What makes the Mariana Trench even more astonishing is that, by all logic, nothing should be able to live there — and yet life not only exists, it thrives. Cameras and sampling missions have revealed bizarre organisms that defy the limits of biology. Giant single-celled creatures called xenophyophores sprawl across the seafloor like living sponges. Shrimp-like amphipods drift through the darkness, some glowing with their own blue light. A ghostly species of snailfish — the deepest-living fish known — survives in conditions that would crush human bones instantly. Some of the bacteria feeding on chemicals from the Earth’s crust may resemble the earliest life forms that ever existed, offering clues about the origins of life itself.
These organisms have adapted in extraordinary ways. Their bodies contain specialized molecules that prevent their cells from collapsing under pressure that would liquefy human tissue. They live in a world without sunlight, relying instead on chemical energy. Their existence suggests that life on other planets — particularly those with oceans buried under ice, like Jupiter’s moon Europa or Saturn’s moon Enceladus — might be more likely than we ever imagined.
But amid the wonder lies a disturbing truth: humans have already polluted this untouched world. During his descent, Victor Vescovo found something that shouldn’t be there — plastic bags and candy wrappers on the ocean floor. Even here, at the deepest point on Earth, we have left our footprint.
Scientists continue to study the trench because it may hold answers to major scientific questions.
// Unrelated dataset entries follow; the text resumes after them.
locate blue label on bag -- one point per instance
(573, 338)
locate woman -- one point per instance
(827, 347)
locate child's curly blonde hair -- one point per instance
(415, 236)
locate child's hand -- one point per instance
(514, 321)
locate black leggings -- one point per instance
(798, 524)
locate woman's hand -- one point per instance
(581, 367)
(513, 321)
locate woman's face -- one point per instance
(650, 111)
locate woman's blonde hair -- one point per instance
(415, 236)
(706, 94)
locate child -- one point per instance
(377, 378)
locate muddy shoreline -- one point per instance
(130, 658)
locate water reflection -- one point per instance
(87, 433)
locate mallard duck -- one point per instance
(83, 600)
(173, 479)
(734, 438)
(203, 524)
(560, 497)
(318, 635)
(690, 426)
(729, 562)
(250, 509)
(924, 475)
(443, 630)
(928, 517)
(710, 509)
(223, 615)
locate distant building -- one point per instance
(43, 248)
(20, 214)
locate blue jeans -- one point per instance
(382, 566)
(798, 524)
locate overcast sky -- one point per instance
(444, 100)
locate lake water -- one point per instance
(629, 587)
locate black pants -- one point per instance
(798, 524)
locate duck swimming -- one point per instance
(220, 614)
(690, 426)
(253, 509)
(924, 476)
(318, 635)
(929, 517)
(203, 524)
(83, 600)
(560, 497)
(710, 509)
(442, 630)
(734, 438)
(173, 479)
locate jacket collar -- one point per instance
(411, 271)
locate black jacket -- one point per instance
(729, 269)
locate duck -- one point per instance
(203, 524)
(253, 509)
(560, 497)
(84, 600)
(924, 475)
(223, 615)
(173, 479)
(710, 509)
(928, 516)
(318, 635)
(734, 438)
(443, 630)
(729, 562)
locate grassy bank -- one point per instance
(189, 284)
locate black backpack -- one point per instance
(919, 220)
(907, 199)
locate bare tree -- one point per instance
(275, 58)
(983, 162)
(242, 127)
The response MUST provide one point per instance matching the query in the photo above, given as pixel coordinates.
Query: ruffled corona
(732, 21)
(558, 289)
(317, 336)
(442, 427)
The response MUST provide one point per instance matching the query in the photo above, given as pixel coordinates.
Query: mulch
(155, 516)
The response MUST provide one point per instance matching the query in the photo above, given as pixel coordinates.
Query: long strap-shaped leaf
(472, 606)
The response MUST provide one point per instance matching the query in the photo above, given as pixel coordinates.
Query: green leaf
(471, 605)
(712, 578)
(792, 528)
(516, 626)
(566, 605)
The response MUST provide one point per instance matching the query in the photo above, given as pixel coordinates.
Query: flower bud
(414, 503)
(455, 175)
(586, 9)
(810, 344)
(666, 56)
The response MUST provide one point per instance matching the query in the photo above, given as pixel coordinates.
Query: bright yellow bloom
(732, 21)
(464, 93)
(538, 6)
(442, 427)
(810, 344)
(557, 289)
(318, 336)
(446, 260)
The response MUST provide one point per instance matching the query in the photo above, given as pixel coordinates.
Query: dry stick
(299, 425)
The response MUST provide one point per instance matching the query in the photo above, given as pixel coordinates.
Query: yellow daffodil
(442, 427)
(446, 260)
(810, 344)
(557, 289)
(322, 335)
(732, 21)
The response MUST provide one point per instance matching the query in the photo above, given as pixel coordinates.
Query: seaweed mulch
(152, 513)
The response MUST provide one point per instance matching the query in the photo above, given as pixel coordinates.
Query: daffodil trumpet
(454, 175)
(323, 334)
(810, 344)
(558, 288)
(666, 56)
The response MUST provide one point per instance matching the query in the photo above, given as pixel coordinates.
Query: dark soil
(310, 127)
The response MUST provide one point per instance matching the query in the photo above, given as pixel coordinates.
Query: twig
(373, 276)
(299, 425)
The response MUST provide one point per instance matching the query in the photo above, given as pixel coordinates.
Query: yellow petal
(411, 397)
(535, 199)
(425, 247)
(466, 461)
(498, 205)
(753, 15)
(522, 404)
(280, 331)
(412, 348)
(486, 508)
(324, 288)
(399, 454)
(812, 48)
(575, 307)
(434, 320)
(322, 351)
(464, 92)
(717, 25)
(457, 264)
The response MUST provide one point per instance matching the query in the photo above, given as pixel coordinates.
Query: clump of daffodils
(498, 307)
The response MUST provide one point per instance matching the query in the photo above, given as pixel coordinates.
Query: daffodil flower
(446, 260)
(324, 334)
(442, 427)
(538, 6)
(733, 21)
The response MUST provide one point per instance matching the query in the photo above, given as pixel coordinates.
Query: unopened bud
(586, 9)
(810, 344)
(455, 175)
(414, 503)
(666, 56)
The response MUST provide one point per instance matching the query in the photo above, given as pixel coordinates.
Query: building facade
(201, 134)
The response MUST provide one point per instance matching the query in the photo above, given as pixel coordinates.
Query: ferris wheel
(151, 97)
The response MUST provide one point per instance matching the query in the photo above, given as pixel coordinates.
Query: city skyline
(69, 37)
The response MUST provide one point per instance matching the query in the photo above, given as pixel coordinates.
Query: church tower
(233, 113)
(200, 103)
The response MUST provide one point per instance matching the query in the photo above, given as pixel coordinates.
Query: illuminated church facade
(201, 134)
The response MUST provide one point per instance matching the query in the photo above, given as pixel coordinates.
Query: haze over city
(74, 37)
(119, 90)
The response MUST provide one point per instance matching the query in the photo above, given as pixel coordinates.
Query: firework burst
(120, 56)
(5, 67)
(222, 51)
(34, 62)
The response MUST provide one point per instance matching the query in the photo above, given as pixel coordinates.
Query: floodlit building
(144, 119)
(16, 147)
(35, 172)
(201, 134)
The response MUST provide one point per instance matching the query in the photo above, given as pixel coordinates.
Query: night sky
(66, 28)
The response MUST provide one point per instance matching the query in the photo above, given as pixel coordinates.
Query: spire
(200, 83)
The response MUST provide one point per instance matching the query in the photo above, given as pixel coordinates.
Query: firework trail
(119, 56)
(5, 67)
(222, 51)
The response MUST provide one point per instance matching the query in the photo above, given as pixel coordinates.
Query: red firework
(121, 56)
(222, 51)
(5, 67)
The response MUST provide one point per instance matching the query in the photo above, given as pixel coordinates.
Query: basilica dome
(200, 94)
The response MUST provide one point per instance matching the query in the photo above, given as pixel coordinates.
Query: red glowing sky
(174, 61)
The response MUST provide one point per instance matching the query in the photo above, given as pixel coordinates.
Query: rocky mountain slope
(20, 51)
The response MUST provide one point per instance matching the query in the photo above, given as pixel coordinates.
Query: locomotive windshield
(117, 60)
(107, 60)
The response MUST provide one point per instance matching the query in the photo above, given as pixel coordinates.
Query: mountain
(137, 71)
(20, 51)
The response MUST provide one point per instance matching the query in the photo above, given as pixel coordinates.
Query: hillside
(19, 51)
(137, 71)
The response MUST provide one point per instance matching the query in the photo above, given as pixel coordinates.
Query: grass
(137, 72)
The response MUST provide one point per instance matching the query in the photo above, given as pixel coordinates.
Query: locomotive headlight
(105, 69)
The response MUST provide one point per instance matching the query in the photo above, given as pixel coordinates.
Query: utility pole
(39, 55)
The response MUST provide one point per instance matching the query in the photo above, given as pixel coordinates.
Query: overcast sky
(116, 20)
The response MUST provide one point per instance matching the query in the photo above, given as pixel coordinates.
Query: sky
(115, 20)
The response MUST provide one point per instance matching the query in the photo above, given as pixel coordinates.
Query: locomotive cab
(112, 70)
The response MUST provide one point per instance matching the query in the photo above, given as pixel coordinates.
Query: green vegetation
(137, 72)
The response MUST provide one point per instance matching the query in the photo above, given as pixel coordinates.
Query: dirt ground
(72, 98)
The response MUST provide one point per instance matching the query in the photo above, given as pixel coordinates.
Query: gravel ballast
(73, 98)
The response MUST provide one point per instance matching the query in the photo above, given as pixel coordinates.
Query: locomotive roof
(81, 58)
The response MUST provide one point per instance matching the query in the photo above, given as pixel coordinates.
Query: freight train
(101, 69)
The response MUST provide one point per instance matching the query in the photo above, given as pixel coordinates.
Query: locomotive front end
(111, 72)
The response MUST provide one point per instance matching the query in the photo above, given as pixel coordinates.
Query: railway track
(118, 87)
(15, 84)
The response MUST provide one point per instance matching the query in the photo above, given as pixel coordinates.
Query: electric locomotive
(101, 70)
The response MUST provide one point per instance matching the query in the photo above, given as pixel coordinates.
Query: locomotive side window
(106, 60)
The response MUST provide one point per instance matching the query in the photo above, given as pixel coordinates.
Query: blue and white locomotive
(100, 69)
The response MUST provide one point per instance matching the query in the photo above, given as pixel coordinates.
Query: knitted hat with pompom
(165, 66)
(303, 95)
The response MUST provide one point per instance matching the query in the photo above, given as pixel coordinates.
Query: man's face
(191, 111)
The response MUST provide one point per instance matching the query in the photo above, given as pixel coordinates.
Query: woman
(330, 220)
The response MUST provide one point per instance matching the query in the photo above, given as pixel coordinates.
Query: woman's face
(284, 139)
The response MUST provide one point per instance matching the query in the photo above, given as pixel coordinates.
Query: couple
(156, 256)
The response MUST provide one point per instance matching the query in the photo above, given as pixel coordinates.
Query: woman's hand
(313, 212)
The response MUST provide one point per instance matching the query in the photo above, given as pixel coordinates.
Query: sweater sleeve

Studying subduction zones can help us better predict earthquakes and tsunamis. Exploring hydrothermal vents provides insight into how Earth recycles its crust. And understanding deep-sea organisms may lead to breakthroughs in medicine, biotechnology, and the search for life beyond Earth. The trench is not just a hole in the ocean — it is a high-pressure laboratory shaping our understanding of land, life, and evolution.
Despite our advances, more of the Moon’s surface has been mapped than the world beneath our own oceans. The Mariana Trench reminds us that our planet is still largely unknown — mysterious, extreme, and full of secrets waiting to be discovered. It is a testament to the resilience of life. Even in a place where the Earth itself seems hostile, where darkness and pressure create one of the most extreme environments in the universe — something survives. Something endures.
The Mariana Trench isn’t just the deepest point on Earth. It is proof that life refuses to give up. Even seven miles down, in a world that seems impossible, the story of survival continues — reminding us that the most alien place in the cosmos may still be right here on our own planet.